How to Beat the Jury

by Wendy Rosen

There was a time when only the best shows were juried shows. When the jury was the ultimate arbitrator between what is good and bad. This is no longer true.


Man Peering through Magnifying Glass - Isolated


Today, few shows hire jurors and most selection processes are behind closed doors without benefit of peer review. And that’s not all bad. While some juried competitions still have integrity, most are not as fair and equitable as they once were. Like with any system or procedure, eventually people game the system.

How does this happen? As far back as thirty years ago, artists were submitting multiple applications under different names – one from the wife, one from the husband, using maiden name, misspelled names, etc. using different slides and bodies of work to increase their chances.

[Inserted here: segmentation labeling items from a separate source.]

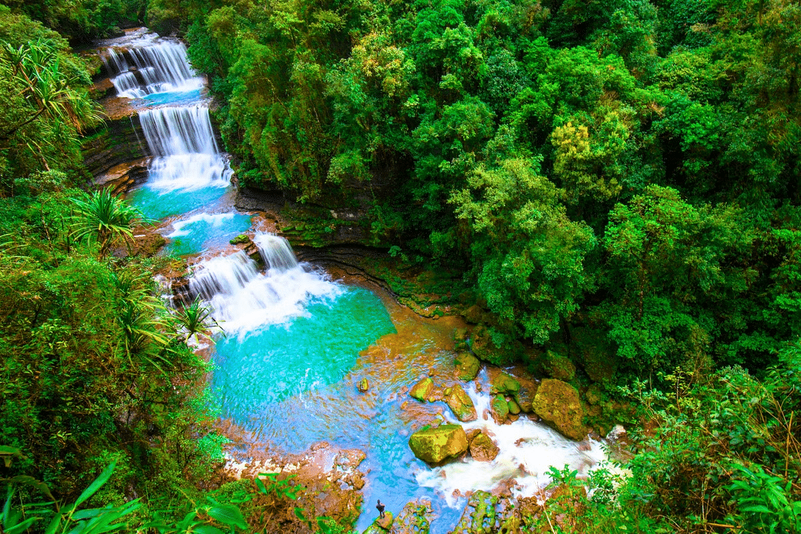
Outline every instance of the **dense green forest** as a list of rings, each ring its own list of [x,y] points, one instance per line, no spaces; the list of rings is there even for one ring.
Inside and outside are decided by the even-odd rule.
[[[168,260],[109,254],[136,214],[87,192],[103,118],[70,43],[138,21],[187,40],[241,184],[347,207],[368,244],[463,275],[492,363],[550,349],[583,386],[588,355],[614,370],[594,384],[642,429],[630,476],[600,472],[523,532],[801,530],[798,2],[0,4],[0,532],[112,512],[245,530],[230,490],[204,492],[199,311],[153,296]],[[84,502],[106,511],[64,504]]]

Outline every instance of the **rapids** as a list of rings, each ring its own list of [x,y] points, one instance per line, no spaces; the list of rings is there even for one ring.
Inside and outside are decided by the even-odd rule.
[[[579,444],[525,417],[499,426],[481,416],[464,426],[493,437],[501,448],[495,460],[467,457],[432,468],[417,460],[409,434],[453,418],[444,403],[418,403],[408,391],[425,376],[442,386],[456,382],[453,334],[461,319],[421,318],[380,290],[299,263],[286,239],[256,231],[250,215],[232,207],[228,158],[183,43],[139,30],[100,46],[119,95],[138,110],[153,156],[147,182],[128,199],[161,219],[164,253],[190,260],[191,296],[199,295],[222,329],[208,380],[221,417],[255,442],[289,453],[320,441],[364,451],[360,531],[375,518],[376,499],[395,514],[411,500],[429,499],[432,532],[446,532],[466,492],[511,484],[517,495],[534,495],[549,482],[550,466],[586,474],[604,461],[600,442]],[[244,232],[262,265],[228,246]],[[356,387],[362,379],[369,383],[365,393]],[[485,383],[485,375],[477,380]],[[475,385],[466,389],[482,414],[489,396]]]

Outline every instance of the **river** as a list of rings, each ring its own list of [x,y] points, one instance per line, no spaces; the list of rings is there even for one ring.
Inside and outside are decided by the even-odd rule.
[[[324,441],[364,452],[360,531],[375,519],[376,499],[396,514],[425,498],[434,512],[431,532],[447,532],[471,491],[505,484],[514,495],[533,495],[549,482],[550,466],[586,473],[605,459],[600,441],[580,444],[525,416],[496,424],[485,416],[485,371],[466,386],[480,416],[465,427],[493,436],[498,457],[437,468],[417,460],[409,436],[456,419],[444,403],[418,403],[408,391],[425,376],[457,382],[461,319],[419,317],[380,288],[298,262],[286,239],[264,231],[258,214],[234,208],[232,172],[209,118],[205,80],[183,43],[138,29],[98,47],[118,96],[136,110],[143,151],[151,156],[147,182],[127,198],[161,221],[161,253],[187,261],[191,295],[200,295],[222,327],[207,386],[222,420],[273,451],[300,453]],[[229,244],[243,233],[261,264]],[[366,392],[356,387],[363,379]]]

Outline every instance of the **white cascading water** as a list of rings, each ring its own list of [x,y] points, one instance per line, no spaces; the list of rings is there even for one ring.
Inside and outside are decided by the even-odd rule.
[[[484,373],[482,377],[485,380]],[[484,419],[482,414],[490,413],[491,397],[477,393],[472,383],[465,391],[476,407],[478,420],[460,423],[454,419],[451,422],[462,425],[467,432],[474,428],[483,431],[500,450],[491,462],[479,462],[468,456],[462,461],[415,473],[421,486],[437,490],[449,506],[464,504],[459,495],[477,490],[491,491],[511,479],[516,482],[513,489],[516,496],[539,496],[541,490],[551,482],[548,475],[551,466],[562,471],[567,464],[582,477],[608,460],[602,441],[571,441],[544,424],[524,417],[509,424],[497,424],[491,416]]]
[[[206,106],[143,110],[139,121],[155,156],[149,187],[167,192],[228,186],[232,171],[217,147]]]
[[[107,49],[103,60],[118,96],[142,98],[203,86],[203,78],[189,64],[187,47],[179,41],[135,32],[124,42],[115,45]]]
[[[253,242],[270,265],[266,273],[240,251],[198,263],[189,280],[191,293],[211,307],[229,335],[244,336],[262,325],[308,315],[311,300],[329,300],[344,291],[324,274],[298,263],[284,238],[260,234]]]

Others decided to do it by finding out who the jurors were in advance, calling  up and asking, coyly, to “wink wink” review their slides before applying to an important show, thereby making the images no longer anonymous.

Then there are the number of people who make work similar to other people. Jurors never know whether they are looking at the original or a clever copy.

Some submit slides, but never bring the work to the show that fits their images. Some shows are too big to notice.

Finally, there is the more recent adaptation, the digital “embellishment” of images which misrepresent the actual work – making even the worst look much better.

Better selection processes now in place provide background information on the artist, their sources, who they know, what shows they do so that you can get a more well rounded understanding of exactly who they are. This makes the system no longer anonymous, but more transparent. And in my opinion, that’s an improvement.